Higher prices and an acquisition spree fuelled profits at brickmaker Hanson by 24 per cent - even though it saw energy costs rise by more than a fifth.
The group posted a surplus of £429.3 million, although it warned demand was likely to weaken in the UK and Australia this year.
Turnover increased almost ten per cent to £3.71 billion in 2005, helped by the impact of 11 acquisitions worth £342 million and an increase in selling prices to cover the overheads that Hanson could not recoup through cost cutting measures.
Operating profits excluding acquisitions grew by 13.6 per cent, driven by a 39 per cent improvement at the UK aggregates business and offsetting difficult markets for UK building products and in continental Europe.
Hanson warned that demand for both its bricks and aggregates such as concrete was likely to be subdued in 2006, with "significantly" higher costs.
Infrastructure needs for the 2012 London Olympics would increase demand in the medium term, it added.
The heavy building materials group announced plans to significantly increase selling prices in an effort to mitigate the impact of high energy and raw material costs.
Looking ahead, Hanson, which makes aggregates and concrete products, said market demand in the UK would remain subdued, with input costs expected to be "significantly" higher this year than in 2005.
"We are working to mitigate these factors by reducing capacity, improving productivity through capital expenditure and hedging costs such as gas, where economic. Despite these measures, it is anticipated that significant price increases will be necessary in 2006 to recover our earnings," it said.
Costs and overheads rose 9.5 per cent to £284.6 million in 2005, largely due to the 20 per cent rise in energy costs.
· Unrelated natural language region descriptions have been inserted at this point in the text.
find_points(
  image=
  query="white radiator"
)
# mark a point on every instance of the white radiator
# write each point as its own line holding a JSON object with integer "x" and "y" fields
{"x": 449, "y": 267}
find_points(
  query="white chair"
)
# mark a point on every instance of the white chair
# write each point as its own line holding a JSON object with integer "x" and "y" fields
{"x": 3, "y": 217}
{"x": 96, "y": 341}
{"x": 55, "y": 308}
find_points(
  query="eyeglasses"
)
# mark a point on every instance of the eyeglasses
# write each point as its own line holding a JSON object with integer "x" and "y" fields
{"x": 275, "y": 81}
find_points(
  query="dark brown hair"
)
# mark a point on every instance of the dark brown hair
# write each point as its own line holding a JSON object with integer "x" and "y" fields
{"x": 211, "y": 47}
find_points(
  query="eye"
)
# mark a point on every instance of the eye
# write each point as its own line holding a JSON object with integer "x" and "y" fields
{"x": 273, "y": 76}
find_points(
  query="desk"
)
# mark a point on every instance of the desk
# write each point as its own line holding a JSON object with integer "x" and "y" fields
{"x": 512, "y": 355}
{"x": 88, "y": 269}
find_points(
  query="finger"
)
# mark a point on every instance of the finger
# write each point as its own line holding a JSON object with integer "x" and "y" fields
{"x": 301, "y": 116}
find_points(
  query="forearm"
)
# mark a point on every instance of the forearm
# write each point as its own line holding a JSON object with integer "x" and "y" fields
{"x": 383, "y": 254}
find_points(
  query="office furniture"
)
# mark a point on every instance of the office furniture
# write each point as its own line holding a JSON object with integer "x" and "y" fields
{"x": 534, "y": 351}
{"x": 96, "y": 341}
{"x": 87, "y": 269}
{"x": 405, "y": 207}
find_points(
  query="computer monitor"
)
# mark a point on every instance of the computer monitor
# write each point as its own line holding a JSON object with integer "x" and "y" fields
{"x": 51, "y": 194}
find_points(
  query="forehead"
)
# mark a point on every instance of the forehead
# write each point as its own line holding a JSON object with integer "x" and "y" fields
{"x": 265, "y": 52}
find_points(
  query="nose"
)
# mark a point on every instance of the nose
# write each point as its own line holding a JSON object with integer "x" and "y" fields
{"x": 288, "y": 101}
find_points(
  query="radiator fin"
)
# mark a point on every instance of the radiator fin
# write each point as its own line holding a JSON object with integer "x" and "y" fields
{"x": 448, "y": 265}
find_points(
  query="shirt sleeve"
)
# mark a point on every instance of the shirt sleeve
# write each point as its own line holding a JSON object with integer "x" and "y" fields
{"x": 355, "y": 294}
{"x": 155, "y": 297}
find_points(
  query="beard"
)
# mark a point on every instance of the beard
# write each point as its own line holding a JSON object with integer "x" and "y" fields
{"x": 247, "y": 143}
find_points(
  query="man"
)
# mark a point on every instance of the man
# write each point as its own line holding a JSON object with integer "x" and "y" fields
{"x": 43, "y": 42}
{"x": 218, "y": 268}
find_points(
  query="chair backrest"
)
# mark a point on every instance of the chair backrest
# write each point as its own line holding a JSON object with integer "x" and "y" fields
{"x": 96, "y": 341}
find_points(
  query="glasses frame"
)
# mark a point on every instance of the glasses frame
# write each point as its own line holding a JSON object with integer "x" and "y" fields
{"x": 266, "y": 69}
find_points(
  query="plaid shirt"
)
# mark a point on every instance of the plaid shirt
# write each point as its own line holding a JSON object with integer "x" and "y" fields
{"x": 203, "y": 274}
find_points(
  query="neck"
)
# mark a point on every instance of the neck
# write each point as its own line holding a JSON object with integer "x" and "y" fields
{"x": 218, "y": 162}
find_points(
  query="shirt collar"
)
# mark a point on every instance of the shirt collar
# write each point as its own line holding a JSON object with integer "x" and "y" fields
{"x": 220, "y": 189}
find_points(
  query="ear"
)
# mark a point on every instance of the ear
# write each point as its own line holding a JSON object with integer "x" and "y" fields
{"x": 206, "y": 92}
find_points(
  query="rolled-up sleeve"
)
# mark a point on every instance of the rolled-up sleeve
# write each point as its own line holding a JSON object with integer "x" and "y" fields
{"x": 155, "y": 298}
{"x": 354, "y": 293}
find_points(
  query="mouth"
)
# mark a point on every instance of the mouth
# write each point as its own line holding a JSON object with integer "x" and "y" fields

The increase also reflected higher prices of raw inputs like cement, bitumen and steel.
Margins managed to hold up well, improving by about 0.3 percentage points overall during the year, due mainly to increased selling prices.
Alan Murray, chief executive, said the next round of selling price adjustment would "not materially move" margins this year.
Hanson is the UK's largest brick and second largest aggregates producer and one of the top three producers of ready-mixed concrete.
It annually produces more than 37 million tonnes of crushed rock, sand, gravel and asphalt, five million cubic metres of concrete and mortar and 800 million bricks.
In the West Midlands it has 11 quarries, eight asphalt plants, 12 ready-mixed concrete plants, one concrete product factory and two rail depots.
Hanson took "difficult but necessary" steps as it responded to the surging fuel bills and lower demand in its UK building products division. This involved closing five factories across its product range in late 2005 and early this year.
In December and January, it substantially cut back production at four sites, while temporarily laying off staff at five more brick factories and its three Thermalite plants at Newbury, West Thurrock and Sutton Coldfield.
Thermalite was one of its 2005 acquisitions along with Marshalls Clay Products with sites in Accrington, Barnsley and Swillington in Yorkshire.
Elsewhere, Hanson said it expects demand in the US to remain strong, offsetting the weakness in Australia, and the rest of Asia to remain difficult. In Europe, it will continue to focus on both acquisitions and initiatives to improve margins.
Despite the cost pressures, Mr Murray said it won't be cutting back on capital spending.
"We are in fact increasing it," he said.
Last year, it invested £192 million on various projects.
That was on top of the acquisitions spree, a strategy which it will continue to pursue this year.
Mr Murray was non-committal on the company's plans to further repurchase shares, stressing that the buyback programme was subject to a regular review in the context of the group's cash flow, capex and acquisition plans. Turning to the asbestos claims issue, the group estimates that average annual cost before insurance over the next eight years should be around $60 million, equivalent to £21 million after tax.
Hanson this month reached a settlement with insurers covering 20 per cent of its present costs over asbestos actions and claims.
In 2005, it booked gross cost of asbestos, before insurance, of $43.2 million as against $59.3 million last time.